Similarly, internet provided via satellites may present another alternative for consumers in rural or remote areas. Traditional geostationary satellite technologies use individual satellites orbiting at over 22,000 miles above the Earth to deliver service at speeds of up to 40 Mbps. However, geostationary satellite service is marked by high latencies, up to 900 milliseconds, which create challenges for customers seeking to use real-time applications, such as online gaming and video streaming. A new technology, low-earth-orbit satellite broadband, uses constellations of satellites in orbit 200-800 miles above the Earth to offer greater reliability, faster speeds, and lower latencies compared with geostationary service, but it does not yet have the capacity to support the large subscriber bases reached by the dominant wireline providers.
More than 83% of people in the US access the internet on their smartphones, tablets, or other mobile devices. And these devices are the only means of internet connection for 15% of Americans. In general, because mobile access and wireline connections offer different speeds and functionality, consumers tend to view the two types of service as complementary and subscribe to both if they have the means.
ISPs deliver mobile connections via three technologies:
- 3G: Third generation, usually with network speeds of less than 1 Mbps. Although some rural cellular towers still use 3G, this technology has been phased out in most parts of the country, which has cut off internet access for older cellphones, as well as some medical, security, and personal devices.
- 4G: Fourth generation, usually with network speeds greater than 1 Mbps. Most 4G networks in the US use LTE (Long Term Evolution) standard, which provides speeds up to 100 Mbps. Most contemporary mobile devices are connected to the internet through a 4G connection.
- 5G: Fifth generation, usually with network speeds of 1 Gbps or more. All four of these connections are currently in use, but the country is in a moment of transition. Although 3G is still used in some rural areas, most people are connected to 4G, and service providers are actively deploying 5G.
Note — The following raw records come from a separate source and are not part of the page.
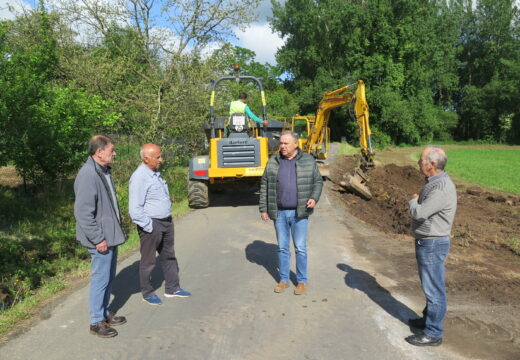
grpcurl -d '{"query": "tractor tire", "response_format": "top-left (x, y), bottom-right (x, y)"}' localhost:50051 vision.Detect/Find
top-left (188, 180), bottom-right (209, 208)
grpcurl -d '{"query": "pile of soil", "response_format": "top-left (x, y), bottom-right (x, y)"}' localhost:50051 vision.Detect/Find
top-left (330, 155), bottom-right (520, 304)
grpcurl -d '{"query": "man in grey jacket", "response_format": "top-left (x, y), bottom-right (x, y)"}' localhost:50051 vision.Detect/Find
top-left (406, 146), bottom-right (457, 347)
top-left (260, 131), bottom-right (323, 295)
top-left (74, 135), bottom-right (127, 338)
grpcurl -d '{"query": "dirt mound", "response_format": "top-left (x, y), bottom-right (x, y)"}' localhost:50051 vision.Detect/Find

Wireless infrastructure depends on spectrum—electromagnetic radio frequencies—to transmit data to end users’ devices. Spectrum may be “licensed,” specific frequencies granted by the FCC to individual ISPs for their exclusive use, or “unlicensed,” that is, available for use by anyone. Different technologies require different spectrum. For instance, 5G uses high frequencies that enable data to travel faster but not as far as lower frequencies, and so it requires a greater density of receivers and transmitters to move data across long distances than do 4G and earlier generations of wireless service.